The reason why trains usually end up stopped for a while along the tracks is Tower 55, just south of the neighborhood. It is one of the most heavily congested train intersections in the entire country, averaging 106.6 trains a day according to a Union Pacific informational handout.
Tower 55 is currently undergoing a $114 million renovation, according to Union Pacific. An additional north-south track is being added and other improvements are being made to help speed up train traffic. Union Pacific, Fort Worth-based BNSF, the federal government through grants, City of Fort Worth, TXDOT and the North Central Texas Council of Governments have all contributed to the project.
The goal of the project is to get trains moving through faster, to improve air quality and safety along the corridor. It should be completed by September.

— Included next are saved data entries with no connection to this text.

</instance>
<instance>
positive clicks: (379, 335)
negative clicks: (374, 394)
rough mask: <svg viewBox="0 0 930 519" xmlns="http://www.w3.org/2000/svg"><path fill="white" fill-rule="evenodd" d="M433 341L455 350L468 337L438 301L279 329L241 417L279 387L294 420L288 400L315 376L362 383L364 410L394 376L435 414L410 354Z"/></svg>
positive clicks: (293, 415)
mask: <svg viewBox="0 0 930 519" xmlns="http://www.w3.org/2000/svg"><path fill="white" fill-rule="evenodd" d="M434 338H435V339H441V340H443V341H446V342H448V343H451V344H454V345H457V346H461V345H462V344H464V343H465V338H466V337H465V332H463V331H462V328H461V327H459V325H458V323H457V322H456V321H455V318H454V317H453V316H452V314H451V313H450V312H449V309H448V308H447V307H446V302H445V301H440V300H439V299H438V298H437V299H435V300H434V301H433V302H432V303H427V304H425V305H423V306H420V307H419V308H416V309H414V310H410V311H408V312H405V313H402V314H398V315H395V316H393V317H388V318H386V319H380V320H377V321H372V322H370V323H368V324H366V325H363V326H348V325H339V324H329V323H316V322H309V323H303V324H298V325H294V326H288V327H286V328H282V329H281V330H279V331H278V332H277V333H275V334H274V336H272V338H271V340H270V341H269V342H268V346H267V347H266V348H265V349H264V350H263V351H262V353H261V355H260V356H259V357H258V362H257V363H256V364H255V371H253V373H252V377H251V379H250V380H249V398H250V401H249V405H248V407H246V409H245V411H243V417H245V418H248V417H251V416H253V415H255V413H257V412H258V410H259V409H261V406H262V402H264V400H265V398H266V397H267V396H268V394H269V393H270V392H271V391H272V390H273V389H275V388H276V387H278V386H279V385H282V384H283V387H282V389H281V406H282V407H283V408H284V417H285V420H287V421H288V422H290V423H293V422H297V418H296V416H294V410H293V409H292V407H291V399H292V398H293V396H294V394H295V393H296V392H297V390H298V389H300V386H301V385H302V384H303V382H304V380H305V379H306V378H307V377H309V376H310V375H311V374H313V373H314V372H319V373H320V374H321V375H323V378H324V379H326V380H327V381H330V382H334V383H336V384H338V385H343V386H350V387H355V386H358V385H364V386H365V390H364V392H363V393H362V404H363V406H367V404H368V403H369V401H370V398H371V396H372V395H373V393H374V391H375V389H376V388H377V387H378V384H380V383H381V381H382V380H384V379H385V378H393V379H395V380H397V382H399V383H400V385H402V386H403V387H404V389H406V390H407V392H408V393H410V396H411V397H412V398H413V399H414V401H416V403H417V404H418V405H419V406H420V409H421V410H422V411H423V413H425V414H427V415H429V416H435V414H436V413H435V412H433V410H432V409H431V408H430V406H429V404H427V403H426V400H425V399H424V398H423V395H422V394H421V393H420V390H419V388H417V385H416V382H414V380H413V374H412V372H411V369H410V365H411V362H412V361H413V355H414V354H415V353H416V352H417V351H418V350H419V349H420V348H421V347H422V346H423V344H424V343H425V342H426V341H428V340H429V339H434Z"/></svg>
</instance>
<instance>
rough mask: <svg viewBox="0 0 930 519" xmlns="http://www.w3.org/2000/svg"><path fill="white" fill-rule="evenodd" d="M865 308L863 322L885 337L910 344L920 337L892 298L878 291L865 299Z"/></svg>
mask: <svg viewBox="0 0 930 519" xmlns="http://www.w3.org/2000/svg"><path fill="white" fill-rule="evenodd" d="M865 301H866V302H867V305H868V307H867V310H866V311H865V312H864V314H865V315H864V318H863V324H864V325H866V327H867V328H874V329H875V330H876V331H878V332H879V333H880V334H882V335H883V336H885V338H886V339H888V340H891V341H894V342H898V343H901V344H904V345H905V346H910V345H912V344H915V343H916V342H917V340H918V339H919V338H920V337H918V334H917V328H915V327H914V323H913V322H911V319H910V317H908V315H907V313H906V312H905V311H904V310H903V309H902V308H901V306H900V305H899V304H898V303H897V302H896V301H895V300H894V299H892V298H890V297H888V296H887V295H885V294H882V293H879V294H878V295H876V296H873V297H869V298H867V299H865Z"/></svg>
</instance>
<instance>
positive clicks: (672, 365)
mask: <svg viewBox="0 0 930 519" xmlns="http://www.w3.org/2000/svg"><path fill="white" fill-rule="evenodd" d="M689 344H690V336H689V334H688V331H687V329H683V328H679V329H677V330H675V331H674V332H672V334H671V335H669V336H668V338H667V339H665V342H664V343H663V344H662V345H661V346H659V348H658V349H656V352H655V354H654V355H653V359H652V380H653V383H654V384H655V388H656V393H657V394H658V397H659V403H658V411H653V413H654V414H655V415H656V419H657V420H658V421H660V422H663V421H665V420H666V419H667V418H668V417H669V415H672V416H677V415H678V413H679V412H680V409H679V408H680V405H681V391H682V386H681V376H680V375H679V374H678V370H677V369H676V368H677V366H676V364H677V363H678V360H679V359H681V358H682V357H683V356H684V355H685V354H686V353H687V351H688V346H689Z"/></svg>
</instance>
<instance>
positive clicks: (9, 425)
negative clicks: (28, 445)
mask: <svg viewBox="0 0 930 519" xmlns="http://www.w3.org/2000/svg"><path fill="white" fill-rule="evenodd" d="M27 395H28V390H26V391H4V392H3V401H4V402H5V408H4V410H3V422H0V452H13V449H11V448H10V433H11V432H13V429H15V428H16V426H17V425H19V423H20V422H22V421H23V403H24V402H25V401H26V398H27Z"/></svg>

The City of Fort Worth also has a project in the works to specifically remedy the problem for the East Peach Street neighborhood. The Live Oak Connector would extend North Live Oak Street south to intersect with East Fourth Street, with no train crossings required. East Peach and East First Streets, which also can be blocked by trains, would be closed to vehicle and pedestrian traffic making it safer for the area.
According to TXDOT's Statewide Transportation Improvement Program for Fiscal Years 2013-2016, the project will cost about $3.3 million. Union Pacific said it supports the project, as it wants traffic and its trains to be safer in the area.
Residents said the changes sound good to them.
"Yes it does, but we've got to wait," De Leon said. "Like they say, be patient, we're trying to be patient, but they're just sitting too long."
Fort Worth's transportation department will brief interested downtown parties on both Tower 55 and the Live Oak Connector on Wednesday.